Ils avaient commencé en sourdine, déchiffrant du bout des lèvres; puis, peu à peu, allumés par la mélodie banale, mais langoureuse et caressante, ils finirent par chanter à pleine voix, et, pour plus de vérité, le petit interne rose, en achevant sa partie
Viens… ah! viens sur mon cœur!
abandonna un instant l’accompagnement et passa son bras autour de la taille de la chanteuse.
Attiré par le bruit, l’aumônier parut sur le seuil de l’oratoire, le regard sévère, n’ayant entendu que la voix du petit interne; mais, dès qu’il aperçut madame de Savignac dans sa robe nacarat, sa figure redevint souriante et ses lèvres retroussées laissèrent apparaître ses dents blanchs:
L’interne, un peu rougissant, avait repris, par contenance, le Dies iræ:
Que dirai-je alors au Seigneur?
Où trouverai-je un protecteur,
Quand l’innocent n’est pas sans peur?
Cependant l’aumônier félicitait vivement de son zèle madame de Savignac et la remerciait du concours qu’elle voulait bien prêter à la messe funèbre. Puis, après s’être agenouillé un instant devant l’autel, l’abbé Domenico, toujours souriant, disparut, s’excusant d’avoir troublé dans ses études la belle infirmière.

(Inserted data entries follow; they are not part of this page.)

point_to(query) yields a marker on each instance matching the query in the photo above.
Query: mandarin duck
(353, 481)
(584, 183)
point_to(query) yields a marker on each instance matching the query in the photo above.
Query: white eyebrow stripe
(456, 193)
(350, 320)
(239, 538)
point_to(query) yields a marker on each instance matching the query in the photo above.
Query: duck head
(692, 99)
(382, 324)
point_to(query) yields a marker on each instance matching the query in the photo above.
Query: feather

Il ne fut bruit dans Paris, le lendemain, grâce aux notes rédigées par Massard, que du service funéraire célébré à l’ambulance-modèle.
C’est qu’aussi la mise en scène avait été l’objet d’un soin tout spécial. Massard, sur une sorte d’estrade, avait eu l’ingénieuse idée de grouper ses principaux blessés, tirant parti, avec un génie véritable, de la variété des uniformes. Ce qui le contrariait, c’est qu’il aurait eu besoin, au fond à gauche, d’un hussard; il n’en avait qu’un, «l’éclat d’obus au mollet gauche», qui, récemment amputé, n’était pas transportable. Quelques blessés se levaient pour la première fois. Parmi ceux-ci Pierre d’Arnaud, à qui Massard tenait beaucoup. Gaston avait dû lui demander comme une grâce, de la part de l’aimable directeur, de vouloir bien sortir de son lit et revêtir son costume de zouave, encore taché de sang.

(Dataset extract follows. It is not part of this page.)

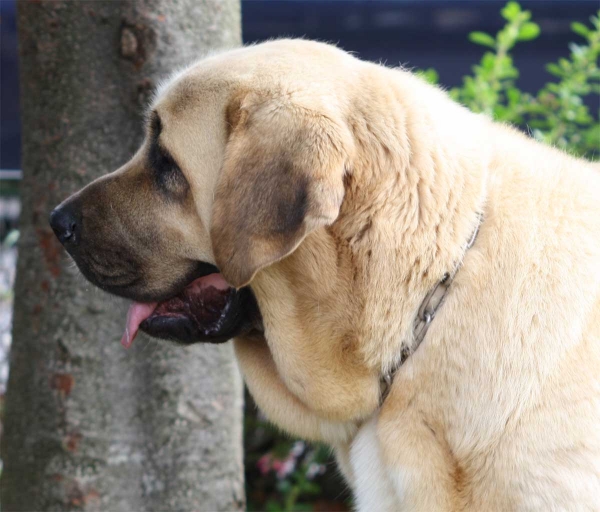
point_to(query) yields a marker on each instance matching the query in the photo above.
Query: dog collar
(425, 315)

Quand Pierre apparut, très pâle encore et chancelant, appuyé sur Sabine de la Grangère, cette entrée fit sensation.
Massard lui avait réservé une place au premier plan de son tableau vivant et, pendant la messe, les regards des femmes ne quittaient guère le sympathique blessé.

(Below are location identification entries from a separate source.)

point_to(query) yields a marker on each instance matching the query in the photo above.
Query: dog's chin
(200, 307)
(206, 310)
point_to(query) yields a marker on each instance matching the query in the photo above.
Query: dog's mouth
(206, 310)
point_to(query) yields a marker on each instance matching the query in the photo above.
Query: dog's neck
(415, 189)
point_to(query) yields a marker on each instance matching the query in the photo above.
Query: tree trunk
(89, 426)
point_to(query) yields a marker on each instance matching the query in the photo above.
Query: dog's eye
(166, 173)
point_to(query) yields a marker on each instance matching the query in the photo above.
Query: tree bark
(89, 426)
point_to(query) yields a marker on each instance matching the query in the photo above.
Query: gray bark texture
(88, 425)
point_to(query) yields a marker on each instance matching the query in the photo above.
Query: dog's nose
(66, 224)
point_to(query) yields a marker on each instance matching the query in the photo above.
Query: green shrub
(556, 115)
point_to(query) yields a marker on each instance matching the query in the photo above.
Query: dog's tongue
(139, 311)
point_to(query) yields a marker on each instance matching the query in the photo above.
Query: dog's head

Le discours de l’abbé Domenico ne fut pas précisément ce qu’avait rêvé Massard. C’était, par instants, une sorte d’appel aux armes féroce, enfiévré, comme si l’âme du père, de l’aventurier hardi qui, plus d’une fois, dans la montagne, avait fait le coup de feu avec les gendarmes, était tout à coup venue bondir sous la sainte étole du ministre du Seigneur.
Mais la sensation fut indescriptible. Il fallut un geste de Massard pour réprimer les applaudissements qui allaient éclater.
La quête produisit plus de vingt mille francs.
Toute cette comédie funèbre mit le comble à l’écœurement de Pierre.
Il se recoucha, très souffrant, très triste, plus indifférent que jamais aux tendres attentions de Sabine.